Foiling drug rings a priority for law enforcement, payers

With prescription drug abuse at epidemic proportions, problems with individuals doctor shopping have made way for organized groups that profit from drug trafficking, according to WSOC-TV.

"One person is almost always in charge and they'll direct the other people on how to forge and manage diverted prescriptions," Donnie Varnell, special agent in-charge at the North Carolina Department of Justice, told WSOC.

When local pharmacies fill fake prescriptions (usually for oxycodone), drugs dispensed may be resold in schoolyards and neighborhoods nationwide, the article stated.

It's a lucrative scheme: Oxycodone sells for $1 per milligram on the street, and a 30-pill bottle is worth $900. So a dealer who recruits 10 people to fill a fake prescription for one bottle each can rake in $9,000 per day, WSOC reported. To avoid getting caught, dealers may cross state lines.

People most often used as runners for drug rings are addicts who are paid in pills.
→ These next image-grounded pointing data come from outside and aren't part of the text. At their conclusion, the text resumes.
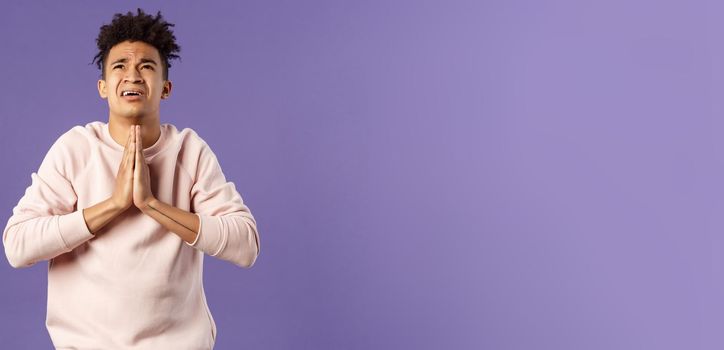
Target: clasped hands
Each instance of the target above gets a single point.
(133, 181)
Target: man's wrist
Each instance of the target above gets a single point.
(148, 205)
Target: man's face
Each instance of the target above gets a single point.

And drug rings may include collusive patients and providers.

To tackle the problem of prescription painkiller abuse, Blue Cross Blue Shield of Massachusetts implemented precertification for opioids, and substance abuse professionals elsewhere pushed for insurance coverage of addiction prevention services, as FierceHealthPayer: Anti-Fraud reported.   

New York has taken a different tack: To help with prosecutions of crooked doctors and fight fraud in commercial and government insurance programs, the state launched the internet system for tracking overprescribing, or I-STOP, the state Attorney General's office announced

I-STOP made New York the first state to require doctors to check a patient's prescription history on a database before prescribing a schedule II, III or IV controlled drug. The program also requires real-time reporting by pharmacists whenever they fill schedule II, III, IV, or V prescriptions.

New York also became one of the first states to schedule the universal mandate of e-prescribing controlled substances in December 2014. "This will nearly eliminate the problem of forged or stolen prescriptions--used both by addicts and criminal organizations," the announcement stated.